Bunuh Satu Keluarga, Terdakwa Divonis Hukuman Mati
Peristiwa

Bunuh Satu Keluarga, Terdakwa Divonis Hukuman Mati

Sukoharjo,(sukoharjo.sorot.co)--Pengadilan Negeri (PN) Sukoharjo menjatuhkan hukuman vonis hukuman mati terhadap Henry Taryatmo (41) dalam kasus pembunuhan sadis satu keluarga di Desa Duwet, Kecamatan Baki, Sukoharjo, Senin (15/2/2021). Sidang pembacaan putusan digelar selama dua jam secara virtual.

Putusan yang dipimpin oleh Ketua Majelis Hakim, Bukhori Tampubolon dan dua majelis anggota di Pengadilan Negeri (PN) Sukoharjo itu, memperkuat putusan sidang pidana mati terhadap Henry Taryatmo.

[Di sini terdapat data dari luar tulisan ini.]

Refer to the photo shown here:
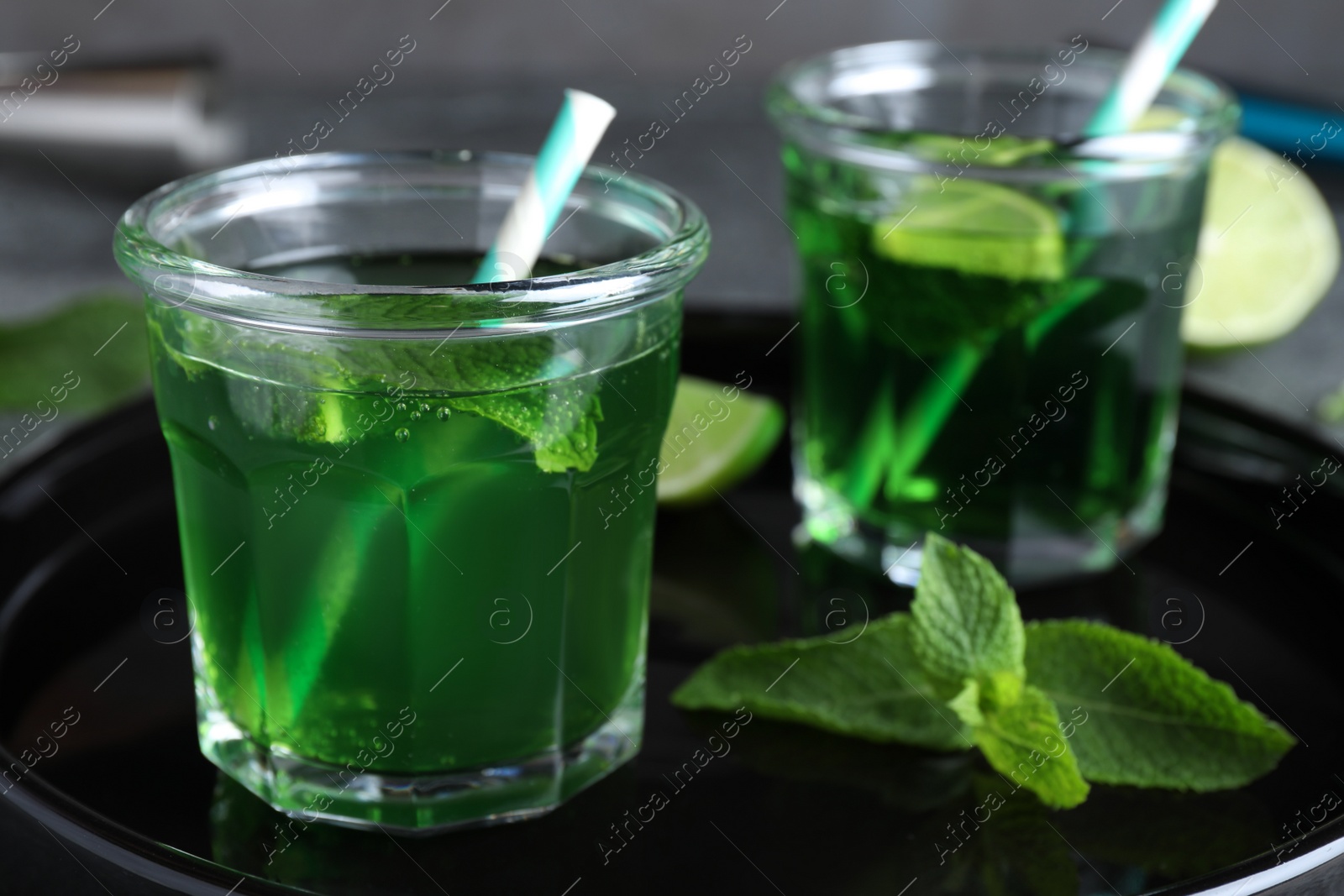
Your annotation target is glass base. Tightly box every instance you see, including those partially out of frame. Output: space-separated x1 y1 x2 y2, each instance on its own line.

Henry merupakan pelaku tunggal pembunuhan berencana terhadap empat anggota keluarga Suranto (42), istrinya Sri Handayani (36), dan dua anak masing-masing Rafael Refalino Ilham (10) serta Dinar Alvian Hafidz (5).

Menurut Majelis Hakim, berdasarkan bukti dan fakta-fakta di persidangan terdakwa terbukti secara sadis membunuh empat orang dalam satu keluarga.

"Enam saksi ditambah satu saksi ahli ahli kimia, biologi forensik dari Polda Jateng membuktikan terdakwa membunuh," ucap majelis hakim membacakan vonis.

Salah satu hal yang memberatkan terdakwa adalah membunuh empat orang hingga memutus garis keturunan korban. Hukuman mati dijatuhkan sesuai dengan pasal 340 KUHP tentang pembunuhan berencana. 

"Berdasarkan fakta-fakta di persidangan, baik dari keterangan saksi, ahli dan bukti yang ada, majelis hakim mengambil kesimpulan dan menjatuhkan hukuman mati kepada terdakwa," kata majelis hakim membacakan vonis.

Vonis tersebut diperkuat dengan pengakuan terdakwa yang telah membunuh para korban yang tak lain adalah rekan kerjanya. Sehingga dalam persidangan itu majelis hakim memutuskan tidak ada yang meringankan dari terdakwa.

Saat ditemui di PN Sukoharjo, salah satu keluarga korban Samsiyatun (46) mengaku lega atas putusan vonis mati terhadap terdakwa.

"Kami nuntut negara mengadili seadil-adilnya, dan kami puas dengan hukuman mati, karena sudah membunuh empat anggota keluarga adik saya Suranto sampai keturunannya sudah habis," ujar kakak dari korban Suranto.

Sementara itu kuasa hukum keluarga korban Suparno dan Christiansen Aditya, mengapresiasi majelis hakim yang sudah membuktikan sehingga terungkap fakta-fakta di persidangan adanya unsur pembunuhan berencana.

"Majelis hakim juga melihat unsur pembunuhan berencana sesuai dengan Pasal 340 KUHP itu sudah terpenuhi, dan tidak ada hal yang meringankan sehingga pada hari ini majelis hakim sudah memvonis terdakwa hukuman mati," terangnya

Sebagai informasi kasus pembunuhan sadis ini terjadi pada Rabu (19/8/2020). Namun baru terungkap pada Jumat (21/8/2020). Henry sendiri ditangkap di daerah Kecamatan Baki tak jauh dari rumah korban.